L'editio princeps dell'Opera omnia di B. è quella uscita per i tipi di Giovanni e Gregorio de' Gregori (da Forlì) a Venezia nel 1491-92 (Gesamtkatalog der Wiegendrucke [= GKW], n. 4511; replicata nel 1497-99: ibid., n. 4512). Importante è l'edizione del Glareano (Heinrich Lorit), uscita a Basilea nel 1546 (e ripetuta nel 1570, con l'aggiunta del commentario del Murmellio alla Consolatio, e di quello di Gilberto Porretano agli opuscoli teologici), a cui principalmente si rifà quella del Migne, Patr. Lat., LXIII-LXIV (ma la Consolatio è riprodotta dall'edizione "ad usum Delphini" del Cally [Petrus Callyus], Lutetiae Paris. 1680; e gli Opuscola sacra dall'edizione di R. Vallinus, Lugd. Batav. 1656: cfr. V. Schurr, Die Trinitätslehre des B. im Lichte der "skytischen Kontroversen", Paderborn 1935, pp. XII s.).

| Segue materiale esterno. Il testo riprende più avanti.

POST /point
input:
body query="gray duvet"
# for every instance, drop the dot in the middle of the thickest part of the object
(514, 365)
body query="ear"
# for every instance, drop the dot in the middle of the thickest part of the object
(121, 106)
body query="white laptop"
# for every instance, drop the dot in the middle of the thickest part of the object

Dei trattati teologici, i primi tre furono stampati per la prima volta a Venezia, per i tipi di Paganino de' Paganini, con ogni probabilità insieme al De Trinitate di S. Agostino del 1489 (GKW, n. 4588: cfr. n. 2927). Negli Opera Omnia del 1491-92 il IV trattato manca, come pure nell'edizione del Glareano. Compare invece nell'edizione di R. Vallinus, Lugduni Batav. 1656. Cfr. la bibliografia in Schurr, pp. XII-XXX. La prima edizione critica è di R. Peiper, insieme con la Consolatio Philosophiae, Lipsiae 1871; migliore è quella di H. F. Stewart e E. K. Rand, Boethius,the theological tractates, with an English translation..., London-New York 1926; una edizione, secondo la tradizione dei commenti di Gilb. Porret., è stata curata da N. M. Häring, The Commentaries on B. by Gilbert of Poitiers, Toronto 1966, pp. 369-400. Una traduzione italiana recente è in Boezio. Gli opuscoli teologici, a cura di E. Rapisarda, Catania 1947. Cfr. in particolare E. K. Rand, Der dem B. zugeschriebene Traktat "de fide catholica", in Jahrbücher für classische Philologie, XXVI, Supplementband, Leipzig 1901, pp. 401-461; M. Grabmann, Die scholastische Methode in den Opuscola sacra des B., in Die Geschichte der scholastischen Methode, I, Freiburg i. Br. 1909, pp. 163-177; F. Di Capua, Il "cursus" nel De consolatione e nei trattati teologici di Severino Boezio, in Didaskaleion, III (1914), pp. 269-303; L. Cooper, A concordance of B. The five theological tractates and the Consolation of Philosophy, Cambridge, Mass., 1928; K. Bruder, Die philosophischen Elemente in den Opuscula sacra des B., Leipzig 1928; H. J. Brosch, Der Seinsbegriff bei B., Innsbruck 1931; A. Becker-Freyseng, Die Vorgeschichte des philosophischen Terminus "contingens" bei B. und ihr Verhältnis zu den aristotelischen Möglichkeitsbegriffen, Heidelberg 1938; M. Degl'Innocenti, Nota al "De Hebdomadibus" di B., in Divus Thomas, XLII (1939), pp. 397-399; W. Bark, Boethius' Fourth Tractate,theso-called 'de fide catholica' in Harvard Theological Review, XXXIX (1946), pp. 55-69, dove si trova uno status quaestionis; M. H. Marshall, Boethius' definition of Persona and Mediaeval understanding of the Roman theatre, in Speculum, XXV (1950), pp. 471-482; E. Gutwenger, Zur Ontologie der hypostatischen Union, in Zeitschrift für katholische Theologie, LXXVI (1954), pp. 385-410; M. Nédoncelle, Les variations de B. sur la personne, in Revue des Sciences Religieuses, XXIX (1955), pp. 201-238.

C. Leonardi

La collezione più completa delle opere logiche di B. è quella contenuta negli Opera omnia di Basilea, 1546 (ristampati nel 1570 e poi nel Migne, Patr. Lat., LXIV). Essa comprende l'edizione del Rota e i testi editi dal Lefèvre d'Etaples, di cui vedi sotto.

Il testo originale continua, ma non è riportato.